A Morgan State University professor thinks Trump should be assassinated. She will keep her job, and if her university tried to fire her, she could probably sue under the First Amendment. As professor Eugene Volokh explains, if a government employee expresses approval of a presidential assassination attempt, the First Amendment will protect that speech from being grounds for termination, as long as that speech doesn’t create a deep rift between the employee and her co-workers, or affect their agency’s operations by enraging the public that the agency serves. Morgan State University is a progressive, predominantly black college in a liberal state, and most people there aren’t all that offended by the professor hoping Trump will die, so there isn’t really any “disruption” as a result of the professor’s speech that the university could point to to justify firing the professor. In 1987, the Supreme Court divided 5-to-4 in ruling for a law enforcement employee who said of the assassination attempt on Ronald Reagan, “If they go for him again, I hope they get him.” You can’t incite “imminent” lawless action against someone, but approving of assassination may not be deemed a call for “imminent” lawless action, according to the courts.

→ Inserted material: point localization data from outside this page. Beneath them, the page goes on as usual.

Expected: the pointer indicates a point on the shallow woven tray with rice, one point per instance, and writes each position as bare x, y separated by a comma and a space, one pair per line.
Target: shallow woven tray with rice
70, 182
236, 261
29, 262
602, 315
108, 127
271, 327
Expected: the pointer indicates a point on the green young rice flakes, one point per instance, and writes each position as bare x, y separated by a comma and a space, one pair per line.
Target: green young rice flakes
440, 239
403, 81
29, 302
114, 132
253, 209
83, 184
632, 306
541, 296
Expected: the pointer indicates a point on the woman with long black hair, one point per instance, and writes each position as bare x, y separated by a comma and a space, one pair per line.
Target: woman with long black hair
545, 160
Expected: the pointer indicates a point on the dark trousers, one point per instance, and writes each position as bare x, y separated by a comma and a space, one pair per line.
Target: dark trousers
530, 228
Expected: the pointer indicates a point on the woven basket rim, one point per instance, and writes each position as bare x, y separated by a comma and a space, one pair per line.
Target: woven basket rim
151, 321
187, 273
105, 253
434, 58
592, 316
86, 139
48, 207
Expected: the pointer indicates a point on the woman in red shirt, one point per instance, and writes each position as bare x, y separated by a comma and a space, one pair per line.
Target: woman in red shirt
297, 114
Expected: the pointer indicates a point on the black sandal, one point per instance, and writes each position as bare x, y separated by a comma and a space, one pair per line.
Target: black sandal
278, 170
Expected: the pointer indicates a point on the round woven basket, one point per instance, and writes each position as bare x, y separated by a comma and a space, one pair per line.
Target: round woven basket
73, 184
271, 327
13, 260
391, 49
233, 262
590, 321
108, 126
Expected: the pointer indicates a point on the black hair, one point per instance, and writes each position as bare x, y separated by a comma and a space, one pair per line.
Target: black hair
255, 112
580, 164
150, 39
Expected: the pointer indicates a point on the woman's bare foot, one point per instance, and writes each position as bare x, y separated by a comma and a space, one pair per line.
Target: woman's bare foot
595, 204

A news website reports on what the Morgan State University professor said:
After the attempted assassination of former President Donald Trump at his Saturday campaign rally, one Baltimore, Maryland professor is claiming that she and other Black Americans justifiedly wish that the attempt to kill “evil” Trump had been successful.
In a July 15 opinion piece published by NewsOne, Dr. Stacey Patton, a professor at Morgan State University, wrote of hypotheticals surrounding a successful attempt, stating that Black Americans “are wishing for the death of evil”.

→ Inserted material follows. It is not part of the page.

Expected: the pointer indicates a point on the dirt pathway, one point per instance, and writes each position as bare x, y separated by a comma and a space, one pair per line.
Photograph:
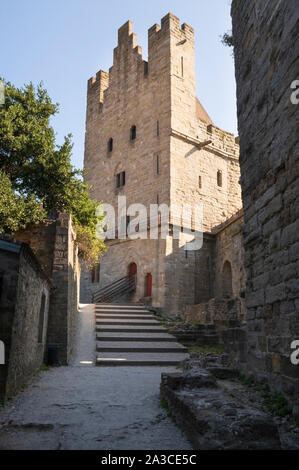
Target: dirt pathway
86, 407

The piece, titled “‘Is He Dead?’ Why Black People Are Not Grieving The Failed Assassination Of Donald Trump”, explores how Black Americans would supposedly have responded to Trump’s assassination.
Patton begins by citing two historical assassination attempts on the infamous German dictator Adolf Hitler; the 1923 attempt in Munich, and the 1944 attempt in Rastenburg.

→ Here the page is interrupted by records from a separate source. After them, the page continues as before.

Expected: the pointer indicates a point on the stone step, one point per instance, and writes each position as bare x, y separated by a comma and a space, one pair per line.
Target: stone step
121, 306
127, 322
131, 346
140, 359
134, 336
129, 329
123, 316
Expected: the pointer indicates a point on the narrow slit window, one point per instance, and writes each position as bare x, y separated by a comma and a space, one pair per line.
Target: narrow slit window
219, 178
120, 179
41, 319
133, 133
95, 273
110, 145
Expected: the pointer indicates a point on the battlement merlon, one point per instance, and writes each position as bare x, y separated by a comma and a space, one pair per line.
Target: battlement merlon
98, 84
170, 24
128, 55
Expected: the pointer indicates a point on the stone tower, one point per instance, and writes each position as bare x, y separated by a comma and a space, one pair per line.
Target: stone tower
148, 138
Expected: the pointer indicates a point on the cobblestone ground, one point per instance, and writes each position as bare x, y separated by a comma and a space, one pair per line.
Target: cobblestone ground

In doing so, she likens Trump to Hitler. For both instances, Patton describes how the world would have been better off, had the assassination attempt been successful.
“Is it immoral to yearn for the death of another human being? Of course it is, in most cases,” Patton writes. “But when we look back upon the past and see the acrid smoke of crematoriums and mountains of bodies, can you blame people for weighing the value of a single life against the salvation of millions?”
Patton then describes the July 13 attempt in a similar matter. She justifies the attempt, stating that “this country was born in political violence and has sustained and exported it for centuries.”
“Violence is America’s main currency and Donald Trump has served as the spark for the official rebirth of white supremacy,” she continues.
Patton then shifts the focus toward Black Americans and their supposed wish for Trump’s assassination. “Black people are not reveling in violence. We are wishing for the death of evil. We are longing for the prevention of evil. For a moment on Saturday, we held our collective breath. We were suspended in uncertainty, caught between desperation and hope, asking: What if?”
Patton argues that Trump’s survival could be detrimental for Black Americans, stating, “this failed assassination has radicalized and emboldened his supporters to complete the unfinished business of the first Civil War”.